Physics-Informed Holomorphic Neural Networks (PIHNNs): Solving Linear Elasticity Problems

TL;DR

This paper introduces physics-informed holomorphic neural networks (PIHNNs) for solving linear elasticity boundary value problems, leveraging complex analysis to improve efficiency, accuracy, and applicability to complex geometries.

Contribution

The paper develops a novel PIHNN framework that inherently satisfies elasticity equations using holomorphic functions, with a universal approximation theorem and tailored initialization for enhanced training.

Findings

PIHNNs outperform standard PINNs in training efficiency.

PIHNNs require fewer boundary evaluations and less memory.

The method effectively handles complex, multiply-connected geometries.

Abstract

We propose physics-informed holomorphic neural networks (PIHNNs) as a method to solve boundary value problems where the solution can be represented via holomorphic functions. Specifically, we consider the case of plane linear elasticity and, by leveraging the Kolosov-Muskhelishvili representation of the solution in terms of holomorphic potentials, we train a complex-valued neural network to fulfill stress and displacement boundary conditions while automatically satisfying the governing equations. This is achieved by designing the network to return only approximations that inherently satisfy the Cauchy-Riemann conditions through specific choices of layers and activation functions.

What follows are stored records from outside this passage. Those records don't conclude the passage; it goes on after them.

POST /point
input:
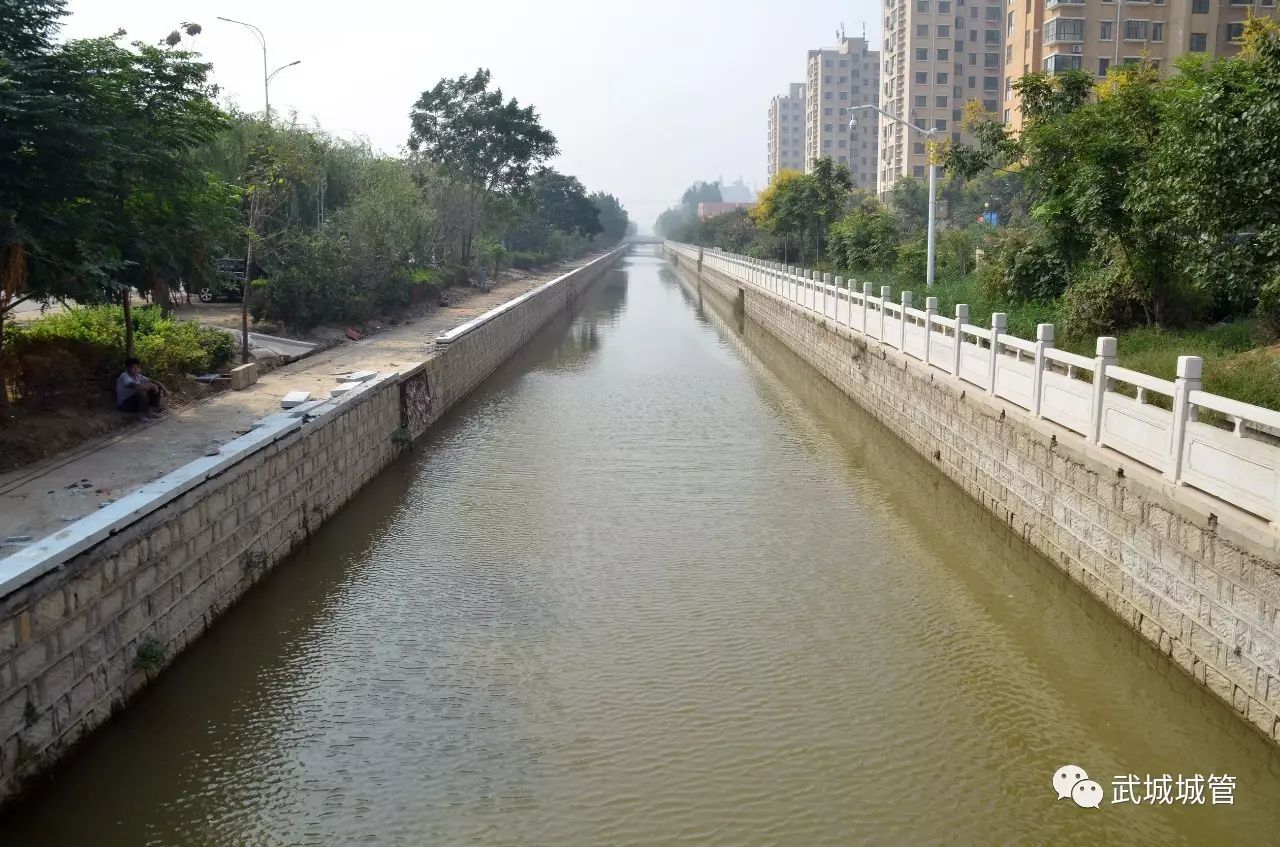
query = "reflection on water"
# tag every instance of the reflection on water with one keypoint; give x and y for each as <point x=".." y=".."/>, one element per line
<point x="657" y="582"/>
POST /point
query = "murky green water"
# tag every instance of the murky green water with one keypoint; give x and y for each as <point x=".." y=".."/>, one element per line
<point x="658" y="584"/>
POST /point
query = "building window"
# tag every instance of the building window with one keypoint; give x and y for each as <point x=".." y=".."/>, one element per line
<point x="1070" y="30"/>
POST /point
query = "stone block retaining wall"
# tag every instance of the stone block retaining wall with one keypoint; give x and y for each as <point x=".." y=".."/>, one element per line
<point x="1194" y="576"/>
<point x="81" y="639"/>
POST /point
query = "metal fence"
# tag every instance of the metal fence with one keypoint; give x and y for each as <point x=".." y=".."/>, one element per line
<point x="1193" y="438"/>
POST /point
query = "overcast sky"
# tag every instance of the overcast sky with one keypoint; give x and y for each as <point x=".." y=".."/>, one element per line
<point x="645" y="97"/>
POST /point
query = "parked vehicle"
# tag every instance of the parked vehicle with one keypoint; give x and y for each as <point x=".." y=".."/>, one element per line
<point x="229" y="285"/>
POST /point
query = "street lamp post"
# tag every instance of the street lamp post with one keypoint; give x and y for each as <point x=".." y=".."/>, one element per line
<point x="933" y="186"/>
<point x="266" y="77"/>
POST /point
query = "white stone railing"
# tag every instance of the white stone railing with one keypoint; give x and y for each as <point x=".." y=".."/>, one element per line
<point x="1234" y="456"/>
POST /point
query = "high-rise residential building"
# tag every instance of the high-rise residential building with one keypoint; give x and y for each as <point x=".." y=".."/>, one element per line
<point x="840" y="79"/>
<point x="786" y="131"/>
<point x="938" y="55"/>
<point x="1096" y="35"/>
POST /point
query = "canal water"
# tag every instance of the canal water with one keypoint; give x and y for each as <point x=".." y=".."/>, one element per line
<point x="658" y="584"/>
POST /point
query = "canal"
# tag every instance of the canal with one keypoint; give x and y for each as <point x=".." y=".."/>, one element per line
<point x="657" y="582"/>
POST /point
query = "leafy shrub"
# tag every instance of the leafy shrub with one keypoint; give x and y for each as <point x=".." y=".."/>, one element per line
<point x="68" y="357"/>
<point x="912" y="265"/>
<point x="1269" y="303"/>
<point x="864" y="239"/>
<point x="528" y="260"/>
<point x="1101" y="301"/>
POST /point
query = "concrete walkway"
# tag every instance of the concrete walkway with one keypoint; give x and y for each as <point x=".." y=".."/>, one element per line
<point x="40" y="499"/>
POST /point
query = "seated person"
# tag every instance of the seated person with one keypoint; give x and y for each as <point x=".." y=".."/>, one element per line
<point x="136" y="393"/>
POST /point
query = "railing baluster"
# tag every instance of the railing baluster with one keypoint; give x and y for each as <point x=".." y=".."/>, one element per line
<point x="1191" y="369"/>
<point x="999" y="324"/>
<point x="1043" y="340"/>
<point x="961" y="319"/>
<point x="1105" y="356"/>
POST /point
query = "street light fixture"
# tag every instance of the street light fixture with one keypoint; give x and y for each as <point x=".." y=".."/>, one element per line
<point x="933" y="184"/>
<point x="266" y="77"/>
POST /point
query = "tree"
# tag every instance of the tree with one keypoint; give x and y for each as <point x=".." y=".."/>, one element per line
<point x="97" y="188"/>
<point x="613" y="218"/>
<point x="909" y="198"/>
<point x="786" y="207"/>
<point x="485" y="143"/>
<point x="1211" y="182"/>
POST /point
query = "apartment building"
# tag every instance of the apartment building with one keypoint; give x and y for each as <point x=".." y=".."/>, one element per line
<point x="837" y="79"/>
<point x="1096" y="35"/>
<point x="786" y="131"/>
<point x="937" y="55"/>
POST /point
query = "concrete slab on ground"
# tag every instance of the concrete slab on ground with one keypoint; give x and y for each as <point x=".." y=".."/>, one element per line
<point x="42" y="498"/>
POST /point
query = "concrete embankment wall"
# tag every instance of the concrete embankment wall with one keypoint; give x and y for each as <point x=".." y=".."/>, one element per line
<point x="90" y="616"/>
<point x="1192" y="575"/>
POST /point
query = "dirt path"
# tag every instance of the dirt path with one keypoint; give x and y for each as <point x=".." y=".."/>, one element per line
<point x="39" y="499"/>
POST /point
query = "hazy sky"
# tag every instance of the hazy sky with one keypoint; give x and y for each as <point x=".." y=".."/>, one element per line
<point x="645" y="97"/>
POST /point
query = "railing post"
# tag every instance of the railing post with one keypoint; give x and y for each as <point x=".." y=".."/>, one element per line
<point x="901" y="335"/>
<point x="999" y="324"/>
<point x="961" y="319"/>
<point x="1043" y="339"/>
<point x="1191" y="369"/>
<point x="1105" y="356"/>
<point x="885" y="297"/>
<point x="931" y="308"/>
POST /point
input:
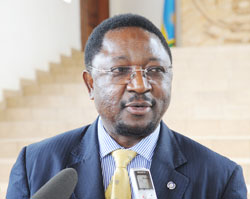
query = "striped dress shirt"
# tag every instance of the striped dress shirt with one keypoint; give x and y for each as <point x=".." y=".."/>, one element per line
<point x="144" y="149"/>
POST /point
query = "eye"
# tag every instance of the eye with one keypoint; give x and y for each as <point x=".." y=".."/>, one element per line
<point x="120" y="70"/>
<point x="155" y="70"/>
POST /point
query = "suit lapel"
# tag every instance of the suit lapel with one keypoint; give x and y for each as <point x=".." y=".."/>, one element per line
<point x="85" y="159"/>
<point x="169" y="183"/>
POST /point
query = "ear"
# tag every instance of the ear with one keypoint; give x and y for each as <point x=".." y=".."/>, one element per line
<point x="88" y="80"/>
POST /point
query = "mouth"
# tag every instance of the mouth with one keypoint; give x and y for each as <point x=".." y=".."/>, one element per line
<point x="138" y="108"/>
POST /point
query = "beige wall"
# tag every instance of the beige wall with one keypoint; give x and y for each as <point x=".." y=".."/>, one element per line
<point x="215" y="22"/>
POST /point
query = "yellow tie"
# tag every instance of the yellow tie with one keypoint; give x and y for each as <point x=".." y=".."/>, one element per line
<point x="119" y="186"/>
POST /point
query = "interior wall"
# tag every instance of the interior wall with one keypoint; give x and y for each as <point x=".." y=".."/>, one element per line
<point x="34" y="33"/>
<point x="150" y="9"/>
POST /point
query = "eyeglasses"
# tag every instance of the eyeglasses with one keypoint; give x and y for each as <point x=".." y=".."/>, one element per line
<point x="124" y="74"/>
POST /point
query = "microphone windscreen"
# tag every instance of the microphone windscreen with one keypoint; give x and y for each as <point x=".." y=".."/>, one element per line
<point x="61" y="186"/>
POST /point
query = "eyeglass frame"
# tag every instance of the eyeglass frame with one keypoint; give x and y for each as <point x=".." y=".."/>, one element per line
<point x="134" y="70"/>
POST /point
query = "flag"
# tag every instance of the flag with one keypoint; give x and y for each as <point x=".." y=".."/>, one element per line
<point x="168" y="25"/>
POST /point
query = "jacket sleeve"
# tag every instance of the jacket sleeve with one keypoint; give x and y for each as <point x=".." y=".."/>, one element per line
<point x="18" y="187"/>
<point x="236" y="187"/>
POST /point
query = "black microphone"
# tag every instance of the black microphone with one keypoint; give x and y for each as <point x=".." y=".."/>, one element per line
<point x="61" y="186"/>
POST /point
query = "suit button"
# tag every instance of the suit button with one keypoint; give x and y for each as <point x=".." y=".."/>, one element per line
<point x="171" y="185"/>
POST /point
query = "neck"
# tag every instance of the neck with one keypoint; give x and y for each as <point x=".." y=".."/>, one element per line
<point x="125" y="141"/>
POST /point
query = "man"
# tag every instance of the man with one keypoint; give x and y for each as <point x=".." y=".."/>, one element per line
<point x="129" y="78"/>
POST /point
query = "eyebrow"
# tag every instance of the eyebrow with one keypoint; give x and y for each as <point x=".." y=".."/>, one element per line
<point x="154" y="59"/>
<point x="120" y="58"/>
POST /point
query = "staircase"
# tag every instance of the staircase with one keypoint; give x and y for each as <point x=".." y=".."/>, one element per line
<point x="210" y="103"/>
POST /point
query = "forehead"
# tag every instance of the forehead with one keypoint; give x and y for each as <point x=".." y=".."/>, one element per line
<point x="133" y="44"/>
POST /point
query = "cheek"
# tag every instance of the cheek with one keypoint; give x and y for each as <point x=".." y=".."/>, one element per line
<point x="163" y="94"/>
<point x="107" y="97"/>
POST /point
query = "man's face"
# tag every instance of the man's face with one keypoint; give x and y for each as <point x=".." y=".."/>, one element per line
<point x="135" y="108"/>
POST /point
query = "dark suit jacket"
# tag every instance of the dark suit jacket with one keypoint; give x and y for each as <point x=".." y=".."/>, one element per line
<point x="197" y="172"/>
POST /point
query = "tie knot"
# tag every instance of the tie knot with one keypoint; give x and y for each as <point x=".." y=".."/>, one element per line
<point x="123" y="157"/>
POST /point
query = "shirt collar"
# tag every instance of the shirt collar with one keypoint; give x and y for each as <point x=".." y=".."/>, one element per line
<point x="144" y="148"/>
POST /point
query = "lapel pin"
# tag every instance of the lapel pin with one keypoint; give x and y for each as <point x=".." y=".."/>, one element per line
<point x="171" y="185"/>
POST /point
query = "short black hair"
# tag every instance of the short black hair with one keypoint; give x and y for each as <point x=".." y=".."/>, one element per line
<point x="94" y="43"/>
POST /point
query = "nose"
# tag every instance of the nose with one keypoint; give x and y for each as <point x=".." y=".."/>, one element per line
<point x="139" y="83"/>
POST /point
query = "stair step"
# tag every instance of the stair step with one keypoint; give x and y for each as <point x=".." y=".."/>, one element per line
<point x="27" y="129"/>
<point x="61" y="89"/>
<point x="50" y="101"/>
<point x="50" y="114"/>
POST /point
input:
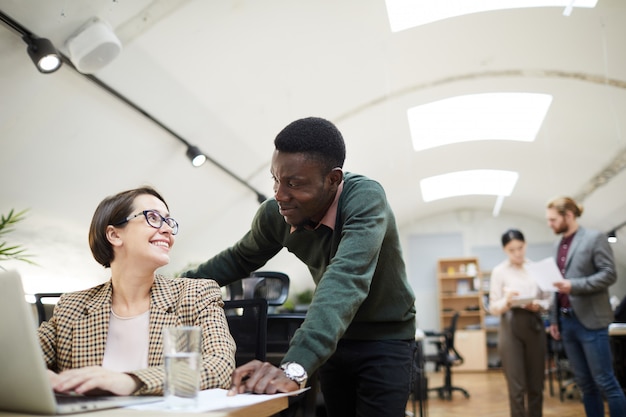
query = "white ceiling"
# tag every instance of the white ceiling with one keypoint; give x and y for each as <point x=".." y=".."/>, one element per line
<point x="227" y="75"/>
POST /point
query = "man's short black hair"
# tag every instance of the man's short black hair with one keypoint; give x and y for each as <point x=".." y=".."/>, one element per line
<point x="317" y="138"/>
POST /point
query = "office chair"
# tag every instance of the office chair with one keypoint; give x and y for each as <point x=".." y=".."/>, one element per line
<point x="247" y="321"/>
<point x="562" y="370"/>
<point x="446" y="357"/>
<point x="44" y="311"/>
<point x="419" y="383"/>
<point x="270" y="285"/>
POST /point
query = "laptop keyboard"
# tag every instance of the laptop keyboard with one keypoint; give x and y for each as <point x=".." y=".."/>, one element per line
<point x="63" y="399"/>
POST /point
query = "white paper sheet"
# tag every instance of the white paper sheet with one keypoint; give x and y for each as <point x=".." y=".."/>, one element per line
<point x="216" y="399"/>
<point x="521" y="301"/>
<point x="545" y="273"/>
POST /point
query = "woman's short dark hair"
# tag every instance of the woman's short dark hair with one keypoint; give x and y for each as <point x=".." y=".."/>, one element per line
<point x="113" y="210"/>
<point x="315" y="137"/>
<point x="512" y="234"/>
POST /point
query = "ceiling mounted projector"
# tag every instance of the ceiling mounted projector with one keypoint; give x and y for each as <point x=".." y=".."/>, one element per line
<point x="93" y="46"/>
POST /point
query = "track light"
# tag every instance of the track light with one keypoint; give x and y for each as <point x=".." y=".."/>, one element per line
<point x="43" y="54"/>
<point x="196" y="156"/>
<point x="612" y="236"/>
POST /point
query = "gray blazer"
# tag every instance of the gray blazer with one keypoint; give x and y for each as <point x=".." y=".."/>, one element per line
<point x="590" y="268"/>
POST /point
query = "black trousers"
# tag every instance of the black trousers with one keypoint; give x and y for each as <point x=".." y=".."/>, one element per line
<point x="368" y="378"/>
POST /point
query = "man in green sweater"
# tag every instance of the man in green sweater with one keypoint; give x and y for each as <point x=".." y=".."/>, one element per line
<point x="360" y="327"/>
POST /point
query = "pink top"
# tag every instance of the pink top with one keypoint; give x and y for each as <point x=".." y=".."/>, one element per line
<point x="127" y="343"/>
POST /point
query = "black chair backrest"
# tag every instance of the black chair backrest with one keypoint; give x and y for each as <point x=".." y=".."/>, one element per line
<point x="44" y="310"/>
<point x="270" y="285"/>
<point x="247" y="320"/>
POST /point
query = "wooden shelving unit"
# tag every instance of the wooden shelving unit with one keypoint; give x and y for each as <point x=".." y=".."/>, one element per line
<point x="460" y="290"/>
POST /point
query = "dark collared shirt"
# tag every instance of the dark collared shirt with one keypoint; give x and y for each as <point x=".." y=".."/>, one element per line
<point x="564" y="246"/>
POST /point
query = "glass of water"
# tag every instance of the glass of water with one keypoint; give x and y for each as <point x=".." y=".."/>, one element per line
<point x="181" y="350"/>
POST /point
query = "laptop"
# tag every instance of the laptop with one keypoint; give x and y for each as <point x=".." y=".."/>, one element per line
<point x="24" y="383"/>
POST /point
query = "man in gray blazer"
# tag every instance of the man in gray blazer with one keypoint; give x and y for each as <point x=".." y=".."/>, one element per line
<point x="581" y="312"/>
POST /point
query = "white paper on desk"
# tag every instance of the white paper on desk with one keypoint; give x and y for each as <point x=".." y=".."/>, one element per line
<point x="545" y="273"/>
<point x="217" y="399"/>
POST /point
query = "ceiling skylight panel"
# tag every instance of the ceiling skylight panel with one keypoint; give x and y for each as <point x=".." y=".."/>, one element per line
<point x="474" y="182"/>
<point x="489" y="116"/>
<point x="405" y="14"/>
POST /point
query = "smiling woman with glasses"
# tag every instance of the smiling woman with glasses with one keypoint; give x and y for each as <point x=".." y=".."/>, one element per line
<point x="107" y="339"/>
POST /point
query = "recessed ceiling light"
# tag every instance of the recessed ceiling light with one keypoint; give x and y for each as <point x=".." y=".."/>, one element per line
<point x="490" y="116"/>
<point x="405" y="14"/>
<point x="474" y="182"/>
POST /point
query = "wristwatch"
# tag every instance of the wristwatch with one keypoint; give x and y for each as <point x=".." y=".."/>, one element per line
<point x="295" y="372"/>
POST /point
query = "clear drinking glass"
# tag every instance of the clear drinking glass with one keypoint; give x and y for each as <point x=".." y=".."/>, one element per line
<point x="181" y="350"/>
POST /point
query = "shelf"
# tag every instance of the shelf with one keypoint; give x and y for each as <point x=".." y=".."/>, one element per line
<point x="460" y="290"/>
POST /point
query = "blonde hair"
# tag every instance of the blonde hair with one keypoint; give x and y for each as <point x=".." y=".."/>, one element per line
<point x="565" y="204"/>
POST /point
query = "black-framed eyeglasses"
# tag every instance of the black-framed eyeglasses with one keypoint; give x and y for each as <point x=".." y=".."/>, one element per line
<point x="154" y="219"/>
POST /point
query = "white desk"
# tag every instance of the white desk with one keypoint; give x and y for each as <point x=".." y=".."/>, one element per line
<point x="263" y="409"/>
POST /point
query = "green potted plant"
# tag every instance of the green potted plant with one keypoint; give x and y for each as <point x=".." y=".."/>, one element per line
<point x="10" y="251"/>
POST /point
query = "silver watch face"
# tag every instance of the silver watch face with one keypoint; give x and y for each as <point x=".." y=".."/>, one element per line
<point x="295" y="370"/>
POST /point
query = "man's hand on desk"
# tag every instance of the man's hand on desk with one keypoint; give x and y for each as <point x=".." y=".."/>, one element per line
<point x="260" y="378"/>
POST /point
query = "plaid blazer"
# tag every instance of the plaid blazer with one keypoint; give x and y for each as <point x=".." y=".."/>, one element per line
<point x="76" y="334"/>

To ensure generality, we provide a universal approximation theorem guaranteeing that, under basic assumptions, the proposed holomorphic neural networks can approximate any holomorphic function. Furthermore, we suggest a new tailored weight initialization technique to mitigate the issue of vanishing/exploding gradients. Compared to the standard PINN approach, noteworthy benefits of the proposed method for the linear elasticity problem include a more efficient training, as evaluations are needed solely on the boundary of the domain, lower memory requirements, due to the reduced number of training points, and $C^\infty$ regularity of the learned solution. Several benchmark examples are used to verify the correctness of the obtained PIHNN approximations, the substantial benefits over traditional PINNs, and the possibility to deal with non-trivial, multiply-connected geometries via a domain-decomposition strategy.